Helms Klamm

"Das ist mehr nach meinem Geschmack", sagte der Zwerg gund stampfte mit den Füßen auf die Steine. "Immer geht mir das Herz auf, wenn wir in die Nähe des Gebirges kommen. Das ist ein guter Felsen hier. Dieses Land hat ein zähes Gebein. Ich spürte es in meinen Füßen, als wir vom Deich herauf kamen. Gib mir ein Jahr Zeit und hundert Mann von meiner Sippe, und ich würde daraus eine Festung machen, an der sich Heere wie Wellen brechen würden."
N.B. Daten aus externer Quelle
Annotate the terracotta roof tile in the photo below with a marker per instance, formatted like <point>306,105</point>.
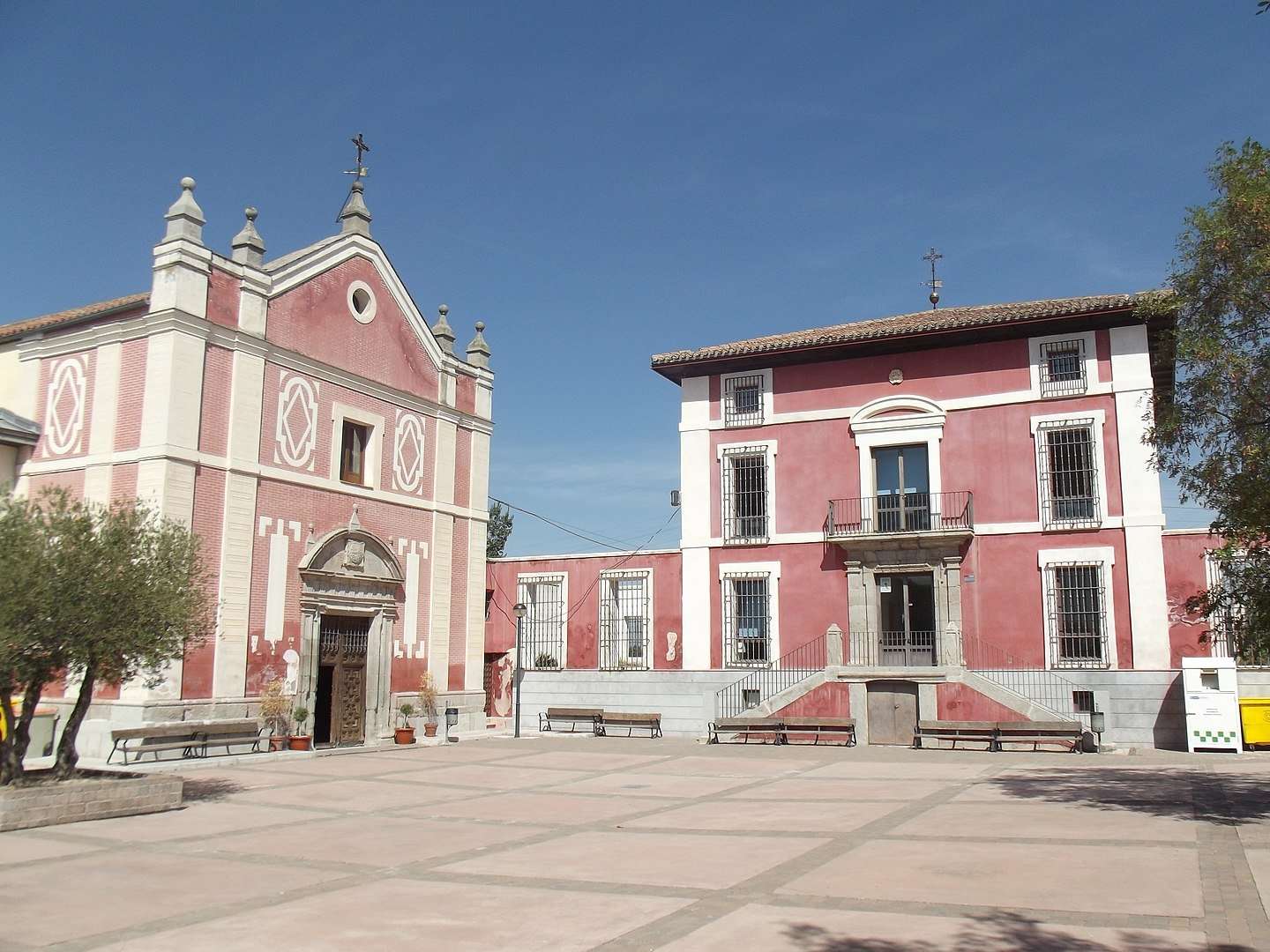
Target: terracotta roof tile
<point>906,324</point>
<point>75,314</point>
aus: Der Herr der Ringe, Buch 1, Kapitel 7, erschienen bei Klett-Cotta, 2002

 

In den ersten Tagen nach der Gründung Gondors befestigten die Dunedain das von Aglarond, den Glitzernden Grotten, wegführende Tal. Als das Land an die Eotheod abgetreten wurde, übernahmen diese auch die Befestigungen. Im Jahr 2758 des 3. Zeitalters, als Rohan von Ostlingen und Dunländern überrannt wurde, zog sich Helm Hammerhand in die Zuflucht zurück und mit vielen aus seinem Volk verbrachte er dort die Zeit der Belagerung und den Langen Winter. Die tollkühnen Taten, die Helm während dieser Zeit vollbrachte, machten in zu einem der berühmtesten Könige Rohans und ihm zu Ehren erhielt die Zuflucht seinen Namen.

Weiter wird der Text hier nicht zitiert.